Quatro décadas de políticas neoliberais deixaram como legado uma das situações mais críticas de pobreza no mundo. Atualmente, cerca de 80% da população malgaxe (cerca de 22,4 milhões de pessoas) vive abaixo da linha da pobreza. Esta realidade contrasta com a imensa riqueza natural do país, incluindo sua condição de maior produtor mundial de baunilha e reservas minerais estimadas em 800 bilhões de dólares, controladas predominantemente por multinacionais estrangeiras.

Sul cada vez mais árido de Madagascar. Reprodução: ONU.

A geografia singular de Madagascar (uma ilha com 5.000 km de costa) torna-a especialmente vulnerável aos efeitos das mudanças climáticas. O sul do país enfrenta sua pior seca em 40 anos, com pluviosidade abaixo de 50% da média histórica, configurando a primeira fome moderna oficialmente atribuída às alterações climáticas. Esta realidade é ainda mais grave considerando que grande parte das famílias malgaxes está empregada na agricultura de subsistência, sendo a própria economia rural a principal atividade do país

Simultaneamente, o norte e leste da ilha são assolados por ciclones tropicais cada vez mais intensos. A erosão costeira acelerada, com o nível do mar subindo 7 mm/ano no Canal de Moçambique, ameaça comunidades litorâneas e a segurança alimentar de populações que dependem da pesca.

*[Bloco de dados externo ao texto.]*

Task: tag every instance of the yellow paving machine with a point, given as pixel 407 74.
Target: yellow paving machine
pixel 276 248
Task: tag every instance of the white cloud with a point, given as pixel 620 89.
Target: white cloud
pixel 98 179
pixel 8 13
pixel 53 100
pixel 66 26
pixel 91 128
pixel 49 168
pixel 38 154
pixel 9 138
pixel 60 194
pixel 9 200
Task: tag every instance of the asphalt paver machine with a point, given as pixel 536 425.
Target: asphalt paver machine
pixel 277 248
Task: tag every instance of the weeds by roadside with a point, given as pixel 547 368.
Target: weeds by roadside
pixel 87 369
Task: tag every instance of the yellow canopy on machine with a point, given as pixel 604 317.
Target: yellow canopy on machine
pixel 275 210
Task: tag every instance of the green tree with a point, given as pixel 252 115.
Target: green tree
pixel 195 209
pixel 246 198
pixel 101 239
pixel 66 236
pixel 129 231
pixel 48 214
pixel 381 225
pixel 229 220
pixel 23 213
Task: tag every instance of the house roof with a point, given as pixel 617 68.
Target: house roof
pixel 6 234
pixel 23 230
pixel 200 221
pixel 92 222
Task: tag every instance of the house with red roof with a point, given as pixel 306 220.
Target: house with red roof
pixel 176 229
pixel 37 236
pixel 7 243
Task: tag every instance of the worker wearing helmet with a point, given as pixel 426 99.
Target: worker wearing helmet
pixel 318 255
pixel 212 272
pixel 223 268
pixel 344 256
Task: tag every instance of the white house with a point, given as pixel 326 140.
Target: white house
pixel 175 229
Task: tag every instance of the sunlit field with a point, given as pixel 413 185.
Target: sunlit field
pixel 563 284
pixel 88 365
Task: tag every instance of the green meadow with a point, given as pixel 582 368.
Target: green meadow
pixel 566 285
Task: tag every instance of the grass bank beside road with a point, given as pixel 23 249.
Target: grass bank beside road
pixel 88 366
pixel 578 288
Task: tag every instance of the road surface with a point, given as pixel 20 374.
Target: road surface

É neste contexto de emergência climática e do fracasso das reformas exigidas pelo FMI e Banco Mundial que uma grande crise política eclodiu em 2009, quando o então presidente Marc Ravalomanana autorizou a concessão de 50% das terras cultiváveis do país à empresa sul-coreana Daewoo Logistics, prevendo a produção em larga escala de óleo vegetal para exportação.

População protesta contra a concessão das terras à empresa sul-coreana em 2009. Reprodução: WikimediaCommons.

Setores das Forças Armadas, recusando-se a cumprir ordens de despejar camponeses das áreas afetadas, aliaram-se ao então prefeito da capital e hoje presidente, Andry Rajoelina. Enquanto comunidades rurais enfrentavam a dupla ameaça da expropriação e dos desastres climáticos, estes atores políticos capitalizaram o descontentamento popular. Embora facções militares tenham tentado reverter o golpe, a tomada do poder consolidou-se nos anos seguintes.

Rajoelina, um empresário que construiu sua imagem como "fora do sistema", revelou-se um operador pragmático do poder. Seu governo aprofundou o modelo extrativista, facilitando a atuação de conglomerados internacionais em setores como mineração, onde atuam diversos grupos como a britânico-australiana Rio Tinto e a japonesa-coreana Ambatovy Minerals AS.

Frente a este cenário de crise multidimensional, a explosão de protestos espontâneos em Madagascar reflete décadas de superexploração econômica inserida na divisão internacional do trabalho. A juventude malgaxe, condenada a servir como mão-de-obra barata e consumidora de últimos recursos, tornou-se a face visível de um sistema que perpetua a acumulação de capital pelas potências estrangeiras em detrimento do desenvolvimento nacional.

Contudo, enquanto as massas ocupam as ruas exigindo mudanças concretas, a falta de uma organização política consolidada compromete a transformação do descontentamento popular em um projeto de poder anticapitalista. Esta carência de direção estratégica não é exclusividade malgaxe, mas representa um dilema central para movimentos populares em todo o mundo. Sem a construção de instrumentos políticos capazes de converter a revolta imediata em um programa de transformação estrutural, estes levantes arriscam-se a esgotar-se em ciclos de protesto sem conquistas duradouras, mantendo intactos os mecanismos de dominação que originaram a crise.